C’est ce qu’illustre l’analyse de Ferrary (1999) portant sur le financement des brasseries aveyronnaises à Paris dans les années 1980. Il compare l’attitude de deux banques différentes : l’une utilisant des techniques de mesure du risque « objectives » par le scoring, l’autre se basant sur le fait que 80 % des cafetiers et des personnes travaillant dans l’univers des brasseries sont originaires de l’Aveyron. L’évaluation de la qualité des emprunteurs dans la seconde banque s’est faite en s’insérant dans les réseaux sociaux de manière à avoir accès à des informations inaccessibles à une personne extérieure à cette communauté (concernant non seulement le sérieux de l’emprunteur, mais également ses relations maritales, voire son lien avec la boisson). La stratégie mise en œuvre a consisté pour les banquiers à s’intégrer à cette communauté, intégration favorisée par le recrutement de banquiers aveyronnais. Ferrary décrit alors des évaluations de demandes de crédit pour lesquelles le banquier ne regardait pas les bilans, car il connaissait les familles ou bien parce qu’il se contentait de la caution de tel ou tel grossiste important dans la communauté. Michel Ferray constate finalement la supériorité de la stratégie intégrant le réseau social sur celle basée sur le scoring : la première banque a perdu de l’argent alors que la seconde finance aujourd’hui le fleuron des brasseries parisiennes.

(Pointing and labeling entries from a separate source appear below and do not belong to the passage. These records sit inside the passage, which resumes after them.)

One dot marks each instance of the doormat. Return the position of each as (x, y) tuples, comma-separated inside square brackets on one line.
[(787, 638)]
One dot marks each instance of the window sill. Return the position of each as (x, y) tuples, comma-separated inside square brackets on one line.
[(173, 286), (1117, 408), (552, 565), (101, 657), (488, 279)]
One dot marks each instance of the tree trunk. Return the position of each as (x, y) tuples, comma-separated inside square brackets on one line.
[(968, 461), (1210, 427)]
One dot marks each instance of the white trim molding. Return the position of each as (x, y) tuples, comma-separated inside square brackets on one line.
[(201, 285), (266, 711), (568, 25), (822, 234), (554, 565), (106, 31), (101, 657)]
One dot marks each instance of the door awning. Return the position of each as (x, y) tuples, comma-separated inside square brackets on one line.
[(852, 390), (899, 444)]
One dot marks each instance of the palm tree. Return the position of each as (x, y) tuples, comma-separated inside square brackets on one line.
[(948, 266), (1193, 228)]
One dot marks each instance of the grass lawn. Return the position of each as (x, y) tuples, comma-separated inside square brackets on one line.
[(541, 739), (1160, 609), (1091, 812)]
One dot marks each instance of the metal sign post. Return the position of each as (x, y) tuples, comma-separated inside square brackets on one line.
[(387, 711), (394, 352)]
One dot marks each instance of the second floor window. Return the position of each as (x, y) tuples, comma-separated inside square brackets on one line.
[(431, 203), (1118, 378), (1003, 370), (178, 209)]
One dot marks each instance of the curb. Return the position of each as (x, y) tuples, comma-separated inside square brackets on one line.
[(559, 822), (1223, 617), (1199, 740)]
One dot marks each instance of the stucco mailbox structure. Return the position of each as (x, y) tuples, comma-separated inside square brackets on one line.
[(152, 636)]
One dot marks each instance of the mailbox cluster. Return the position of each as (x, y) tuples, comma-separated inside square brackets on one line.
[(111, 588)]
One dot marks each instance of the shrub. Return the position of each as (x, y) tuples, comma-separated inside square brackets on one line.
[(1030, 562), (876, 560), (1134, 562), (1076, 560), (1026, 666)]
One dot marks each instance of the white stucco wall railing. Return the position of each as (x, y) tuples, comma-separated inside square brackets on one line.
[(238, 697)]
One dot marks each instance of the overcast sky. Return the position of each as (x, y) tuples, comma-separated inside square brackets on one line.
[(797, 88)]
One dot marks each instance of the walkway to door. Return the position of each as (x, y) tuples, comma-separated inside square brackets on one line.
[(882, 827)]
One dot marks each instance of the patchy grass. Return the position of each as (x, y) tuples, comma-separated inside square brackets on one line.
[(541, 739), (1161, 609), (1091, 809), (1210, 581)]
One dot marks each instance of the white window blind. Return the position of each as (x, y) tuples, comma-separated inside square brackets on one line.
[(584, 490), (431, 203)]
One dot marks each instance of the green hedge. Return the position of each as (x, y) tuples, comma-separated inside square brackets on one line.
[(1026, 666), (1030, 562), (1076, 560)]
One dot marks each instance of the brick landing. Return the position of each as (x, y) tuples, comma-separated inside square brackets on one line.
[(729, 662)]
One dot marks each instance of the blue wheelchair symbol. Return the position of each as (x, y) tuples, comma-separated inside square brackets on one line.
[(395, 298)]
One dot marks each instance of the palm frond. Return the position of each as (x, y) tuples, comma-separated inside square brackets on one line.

Il apparaît donc qu’une fois l’investissement initial réalisé pour s’insérer dans le réseau social, la banque bénéficie de deux avantages majeurs. D’une part, les emprunteurs de bonne et de mauvaise qualité sont aisément distinguables grâce à leur réputation au sein de la communauté. D’autre part, la communauté d’intérêt entre les emprunteurs, la banque et la communauté aveyronnaise incite chacun à respecter ses engagements pour ne pas perdre sa réputation. On retrouve donc en partie les thèses d’Okun à la différence essentielle que la réputation n’est pas assimilée à une information objective.

Il ressort de ce bref aperçu sociologique que si les relations de long terme entre banquiers et emprunteurs sont privilégiées, ce n’est pas seulement en raison des modalités de réduction de l’incertitude considérées par les modèles de l’économie bancaire. Ceux-ci ne perdent pas pour autant toute pertinence mais les éléments qu’ils mettent en exergue ne peuvent être tenus pour suffisants afin de comprendre les mécanismes à l’œuvre. Que ce soit pour réduire l’incertitude ex ante ou ex post, il apparaît que la mobilisation du réseau social et de la confiance au travers de relations de long terme s’avère jouer un rôle déterminant.

Notes
179.

 L’analyse des théories sociologiques présentées ici a été menée en collaboration avec Lazarus dans le cadre d’une revue de la littérature réalisée pour la Mission de la Recherche de La Poste en 2005 (Gloukoviezoff & Lazarus, 2005).

180.

 Étude basée sur des interviews de banquiers de 16 banques de Chicago, sur un échantillon de 2 400 entreprises et sur des statistiques nationales de 1989 et 1993 concernant le financement des petites entreprises.

181.

En 2005, en France, les femmes porteuses d’un projet de création d’entreprise connaissent un taux de refus de crédit bancaire supérieur de 30 % à celui connu par les hommes.

182.

 « These relationships create behavioural expectations that are considered irrelevant in the atomistic view of transacting and market learning because they shift the logic of opportunism to a logic of trustful cooperative behavior in a way that creates a new basis for knowledge transfer and learning across firm boundaries (Uzzi 1997, Arrow 1998) » (Uzzi & Lancaster, 2003).